Srebrna medalistka ostatnich Letnich Igrzysk Olimpijskich opublikowała poruszający wpis. Sportsmenka za pomocą mediów społecznościowych przekazała tragiczne wieści z Ukrainy.
Polska wioślarka okazała szlachetny gest wobec koleżanki z Ukrainy
Agnieszka Kobus-Zawojska to srebrna i brązowa medalistka igrzysk olimpijskich oraz mistrzyni świata i Europy w wioślarstwie. Po wybuchu wojny na Ukrainie okazało się, że kobieta jest nie tylko znakomitym sportowcem, ale przede wszystkim dobrym człowiekiem. Utytułowana wioślarka zaopiekowała się trzema ukraińskimi kobietami.
Dokładnie rzecz biorąc schronienie w mieszkaniu szwagierki Agnieszki Kobus-Zawojskiej znalazły cztery panie z Mikołajowa. Mowa o Ołenie Buriak, czyli koleżance Polki ze sportowych aren, jej mamie oraz przyjaciółce Ołeny – Nataszy z dwuletnią córką Mią.
Niestety, właśnie okazało się, że mąż Nataszy zginął podczas ostrzału budynku administracyjnego w Mikołajowie. „Stracił za dużo krwi, nie udało się go uratować” – wyznała polska wioślarka.
Kobus-Zawojska podała informację o śmierci mężczyzny w mediach społecznościowych. „Wczoraj zginął Dima, mąż Nataszy, która w krótkim czasie stała się dla mnie ważną osobą, dobrą koleżanką, która zaraża swoją pozytywną energią. Zostawił 2-letnią Mię” – wyznała Polka.

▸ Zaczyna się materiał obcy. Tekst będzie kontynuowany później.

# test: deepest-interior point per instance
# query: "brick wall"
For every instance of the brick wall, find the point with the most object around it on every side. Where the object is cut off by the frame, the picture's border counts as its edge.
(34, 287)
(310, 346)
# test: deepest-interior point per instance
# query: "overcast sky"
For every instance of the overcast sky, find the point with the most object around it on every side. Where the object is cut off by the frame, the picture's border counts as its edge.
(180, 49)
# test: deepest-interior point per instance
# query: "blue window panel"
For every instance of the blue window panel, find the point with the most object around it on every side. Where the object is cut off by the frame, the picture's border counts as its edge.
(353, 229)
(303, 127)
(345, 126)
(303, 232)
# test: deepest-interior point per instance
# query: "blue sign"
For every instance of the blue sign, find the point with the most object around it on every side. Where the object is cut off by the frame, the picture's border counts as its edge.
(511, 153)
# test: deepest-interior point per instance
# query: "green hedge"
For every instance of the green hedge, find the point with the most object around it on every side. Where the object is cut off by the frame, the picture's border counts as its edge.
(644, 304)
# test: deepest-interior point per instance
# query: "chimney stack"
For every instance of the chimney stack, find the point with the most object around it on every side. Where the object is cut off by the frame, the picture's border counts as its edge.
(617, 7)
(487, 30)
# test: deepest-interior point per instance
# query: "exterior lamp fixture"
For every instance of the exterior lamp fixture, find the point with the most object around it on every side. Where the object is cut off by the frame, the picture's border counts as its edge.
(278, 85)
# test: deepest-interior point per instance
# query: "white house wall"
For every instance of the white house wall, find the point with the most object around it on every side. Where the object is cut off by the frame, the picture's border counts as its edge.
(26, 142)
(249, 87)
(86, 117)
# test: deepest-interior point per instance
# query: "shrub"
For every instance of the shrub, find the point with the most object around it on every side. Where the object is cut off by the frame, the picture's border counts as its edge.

Jednocześnie sportsmenka zaprezentowała na Twitterze piękny obraz autorstwa Nataszy. Medalistka olimpijska zachęciła do jego kupna i wsparcia finansowo w ten sposób wdowy.
Wczoraj zginął Dima mąż Nataszy, która w krótkim czasie stała się dla mnie ważną osobą, dobrą koleżanką, która zaraża swoją pozytywna energią. Zostawił 2 letnią Mię. To obraz Nataszy cena wyjściowa 3200/700 dolarów. Może ktoś mógłby pomóc w ten sposób? Widziałam jest piękny 💙💛 pic.twitter.com/A5pe9rpDBv
— Agnieszka Kobus Zawojska (@KobusZawojska) March 30, 2022
Olimpijka podkreśliła, że jeszcze o siódmej rano Nataszy udało się nawiązać kontakt z mężem. Niestety, nieco później nadeszły tragiczne wieści. „Kiedy wczoraj rano byłam u dziewczyn, powiedziały mi, że nie ma kontaktu z Dimą i że prawdopodobnie był w tym zbombardowanym budynku. Natasza dodała, że o siódmej rano jeszcze miała z nim kontakt. Ja powiedziałam, że skoro tak, to na pewno wszystko jest w porządku. Poprosiłam też, żeby dały mi znać, jak czegoś się dowiedzą” – wyjaśniła Kobus-Zawojska.
Dodajmy, że Dima zginął w ostrzelanym przez Rosjan budynku administracji obwodowej w Mikołajowie. Zdaniem ukraińskich mediów, rosyjscy żołnierze celowo czekali z atakiem do momentu, kiedy w placówce pojawią się pracownicy.